Posted on July 27, 2015 by in General Interest with no comments

Preparing for a speech can be a daunting experience.

One way to improve the control of your presentation is to make effective use of your presentation aids. Your lectern should hold your text, not support your body, and your microphone should help your audience hear, not blast them with irritating feedback.

You can start gaining control over presentation aids with a few simple steps:

Position your lectern so the top ledge closest to you is approximately breastbone level. This allows the audience to see you and allows you to see your notes.

Position your microphone about a hand span below your chin. This will ensure an adequate distance from your mouth while screening out other noises. To avoid feedback whistles and screeches, stay away from walking in front of the speakers.

If your microphone isn’t cordless, make sure you have enough cord to move about. A good measurement rule is to attach the cord somewhere on your person so that you feel a tug when you have reached the maximum distance of your microphone cord. You certainly don’t want to have your mike yanked off if you take one step too many.

Use visual aids to enhance your presentation and to improve audience recall. You will need to select the aids that best fit your situation, format and budget. Slides, overhead projectors, computer software programs and videotape are all effective means of supporting your presentation, but they still involve some cost and significant advance preparation.

If you are working on a low budget, last-minute presentation consider using the very simple inexpensive flip chart as your visual aid.

There are a number of ways to use a flip chart effectively as a visual aid.

First, start with a new pad that has sufficient paper for your presentation with smooth finish paper to prohibit the ink from bleeding through. Choose a wide-marking pen with felt or porous plastic tips, limiting your choice to three colors with at least four of each of the three colors on hand as emergency “back-ups” should some of them dry out.

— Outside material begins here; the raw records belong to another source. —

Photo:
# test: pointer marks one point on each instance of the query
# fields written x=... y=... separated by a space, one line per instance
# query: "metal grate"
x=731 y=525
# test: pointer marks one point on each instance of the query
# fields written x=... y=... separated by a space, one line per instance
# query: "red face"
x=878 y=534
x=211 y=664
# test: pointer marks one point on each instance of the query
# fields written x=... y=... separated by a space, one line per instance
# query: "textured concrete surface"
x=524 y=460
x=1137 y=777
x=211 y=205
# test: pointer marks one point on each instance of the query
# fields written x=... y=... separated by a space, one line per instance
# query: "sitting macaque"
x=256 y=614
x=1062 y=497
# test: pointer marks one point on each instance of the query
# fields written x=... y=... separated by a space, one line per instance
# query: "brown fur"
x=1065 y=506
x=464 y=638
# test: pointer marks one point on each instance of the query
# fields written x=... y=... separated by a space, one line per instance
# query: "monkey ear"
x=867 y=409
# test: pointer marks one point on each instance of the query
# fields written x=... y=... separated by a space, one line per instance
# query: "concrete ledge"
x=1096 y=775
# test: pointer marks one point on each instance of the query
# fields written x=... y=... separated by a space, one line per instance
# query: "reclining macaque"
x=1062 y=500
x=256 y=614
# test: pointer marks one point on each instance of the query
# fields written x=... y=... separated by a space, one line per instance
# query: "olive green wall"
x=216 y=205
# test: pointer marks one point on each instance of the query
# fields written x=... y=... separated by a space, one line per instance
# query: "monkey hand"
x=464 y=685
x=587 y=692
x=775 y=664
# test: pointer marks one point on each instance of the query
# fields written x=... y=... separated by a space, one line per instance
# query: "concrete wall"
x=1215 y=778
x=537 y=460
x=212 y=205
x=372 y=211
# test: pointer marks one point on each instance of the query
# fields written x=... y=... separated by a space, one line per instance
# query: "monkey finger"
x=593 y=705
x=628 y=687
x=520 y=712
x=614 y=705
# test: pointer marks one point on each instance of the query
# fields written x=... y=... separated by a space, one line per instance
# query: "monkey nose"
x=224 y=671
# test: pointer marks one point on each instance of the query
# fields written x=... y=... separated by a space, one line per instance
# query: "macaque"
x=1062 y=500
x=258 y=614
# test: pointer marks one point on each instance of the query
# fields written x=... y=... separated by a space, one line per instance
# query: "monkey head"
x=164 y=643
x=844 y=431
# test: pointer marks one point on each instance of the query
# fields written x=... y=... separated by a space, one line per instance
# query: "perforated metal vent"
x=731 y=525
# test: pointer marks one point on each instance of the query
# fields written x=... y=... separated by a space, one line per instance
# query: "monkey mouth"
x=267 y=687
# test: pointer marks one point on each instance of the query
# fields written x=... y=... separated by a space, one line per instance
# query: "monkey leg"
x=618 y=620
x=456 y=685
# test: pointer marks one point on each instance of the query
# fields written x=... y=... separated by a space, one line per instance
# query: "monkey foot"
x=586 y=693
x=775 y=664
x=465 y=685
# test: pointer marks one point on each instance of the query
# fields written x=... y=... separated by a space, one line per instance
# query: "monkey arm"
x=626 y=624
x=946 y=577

Set up your easel so you and your audience can see the paper and one another. Position the chart opposite your writing hand, so you won’t block it when you write.

Secure the easel legs to the floor with duct tape once you find your perfect spot. Not only does this keep the easel in the optimum position for both you and your audience, it protects you against the embarrassment of the easel accidentally collapsing in the middle of your presentation.

When you write on your flip chart make sure you:

  • Limit each sheet to one idea or concept.
  • Write no more than nine lines of four to seven words per page, six to seven lines is best.
  • Write as high as possible on the sheets.
  • Use block letters that are at least an inch and a half high.
  • Spell your words correctly.
  • Use color for highlighting.
  • Let each graphic support your point, not duplicate it.
  • Look at your audience, not at the pad as you present flip chart information.
  • Finally, try to arrive early for your presentation.

Check out the room and set up your visual aids, testing each piece of your equipment, the lectern height and the microphone. When you have done everything possible to ensure a professional presentation, you can be confident that your efforts will be rewarding to both you and to your audience.